4.1. Governança e regulação

Neste trabalho adotou-se o conceito de governança enunciado por Patrick Le Galès (2004) por ser próximo do conceito de ação pública, tendo sobre este a vantagem de ser usado por um leque mais vasto de autores e, particularmente no contexto da análise das políticas europeias e do PB, (por exemplo, Gornitzka, 2006; Lawn, 2006, 2011; Ravinet, 2008; Dale, 2008, 2010; Amaral et al., 2009; Robertson, 2010; Grek, 2014; Nóvoa, 2013). Para Patrick Le Galès, a governança respeita

... ao conjunto de instituições, redes, diretivas, regulamentações, normas, usos políticos e sociais, bem como aos atores públicos e privados que contribuem para a estabilidade duma sociedade e dum regime político, para a sua orientação, a sua capacidade de dirigir e de fornecer serviços e assegurar a sua legitimidade (Le Galès, 2004: 243).

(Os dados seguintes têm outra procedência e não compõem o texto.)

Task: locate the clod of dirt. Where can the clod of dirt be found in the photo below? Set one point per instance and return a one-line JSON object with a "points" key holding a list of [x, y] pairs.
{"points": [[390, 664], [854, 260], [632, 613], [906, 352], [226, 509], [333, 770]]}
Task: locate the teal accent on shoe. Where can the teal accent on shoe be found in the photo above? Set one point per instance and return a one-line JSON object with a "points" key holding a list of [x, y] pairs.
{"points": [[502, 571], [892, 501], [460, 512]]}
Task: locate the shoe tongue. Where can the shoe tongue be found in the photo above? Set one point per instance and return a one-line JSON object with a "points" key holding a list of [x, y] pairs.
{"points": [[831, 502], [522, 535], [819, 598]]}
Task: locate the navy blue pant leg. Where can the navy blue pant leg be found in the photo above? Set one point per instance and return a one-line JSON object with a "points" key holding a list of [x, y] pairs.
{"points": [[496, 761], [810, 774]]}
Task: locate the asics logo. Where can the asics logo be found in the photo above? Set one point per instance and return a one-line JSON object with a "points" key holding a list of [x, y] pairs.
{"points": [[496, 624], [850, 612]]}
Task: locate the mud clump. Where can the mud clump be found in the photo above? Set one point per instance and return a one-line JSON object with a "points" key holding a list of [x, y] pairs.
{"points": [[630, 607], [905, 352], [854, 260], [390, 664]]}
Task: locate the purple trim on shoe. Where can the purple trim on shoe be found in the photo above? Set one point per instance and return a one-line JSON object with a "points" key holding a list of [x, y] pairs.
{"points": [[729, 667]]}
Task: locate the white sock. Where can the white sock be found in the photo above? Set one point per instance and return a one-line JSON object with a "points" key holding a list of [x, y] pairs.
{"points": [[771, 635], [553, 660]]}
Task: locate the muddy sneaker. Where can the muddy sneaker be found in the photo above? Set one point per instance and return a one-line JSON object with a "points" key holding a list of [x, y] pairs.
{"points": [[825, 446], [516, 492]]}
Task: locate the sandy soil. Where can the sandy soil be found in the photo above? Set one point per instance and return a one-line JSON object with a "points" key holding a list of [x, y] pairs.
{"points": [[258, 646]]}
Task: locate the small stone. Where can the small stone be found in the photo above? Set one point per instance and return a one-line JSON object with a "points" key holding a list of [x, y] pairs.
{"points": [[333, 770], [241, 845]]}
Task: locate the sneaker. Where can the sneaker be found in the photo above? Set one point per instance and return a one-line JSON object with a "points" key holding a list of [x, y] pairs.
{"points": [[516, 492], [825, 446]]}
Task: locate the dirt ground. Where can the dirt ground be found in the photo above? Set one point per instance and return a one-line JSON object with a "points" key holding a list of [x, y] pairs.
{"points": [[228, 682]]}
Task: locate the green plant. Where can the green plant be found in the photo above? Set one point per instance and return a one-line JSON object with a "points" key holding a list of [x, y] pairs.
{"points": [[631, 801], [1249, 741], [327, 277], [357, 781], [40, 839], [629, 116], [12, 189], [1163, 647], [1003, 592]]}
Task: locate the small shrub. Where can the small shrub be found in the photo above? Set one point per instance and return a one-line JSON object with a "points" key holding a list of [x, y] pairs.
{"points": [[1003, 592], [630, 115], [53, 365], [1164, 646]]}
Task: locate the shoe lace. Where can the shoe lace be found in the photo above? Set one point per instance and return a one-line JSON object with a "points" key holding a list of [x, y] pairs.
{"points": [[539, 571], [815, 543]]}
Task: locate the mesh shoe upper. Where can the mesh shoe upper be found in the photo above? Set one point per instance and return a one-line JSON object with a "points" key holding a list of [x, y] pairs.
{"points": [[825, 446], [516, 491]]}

33 Le Galès põe desta forma a tónica no conjunto de atores e na partilha do poder democrático, assente em processos interativos de regulação. De acordo com João Barroso (2009), citando Reynaud (2003: 956), a regulação é sempre uma

multirregulação. Num contexto de governança também os instrumentos tradicionais

de governo hierárquico, tais como legislação e regulamentação perdem efeito, dando lugar a novos instrumentos que permitem ao Estado continuar a regular a ação dos diferentes atores e dos seus interesses em favor do equilíbrio social e do bem comum de forma persuasiva e não coerciva. Governar através de instrumentos é um modo próprio da governança, em que a fonte de poder e a regulação passam da relação vertical hierárquica entre o Estado e os cidadãos para a inter-relação entre os atores, sendo que essa inter-relação se gera e organiza em torno dos instrumentos.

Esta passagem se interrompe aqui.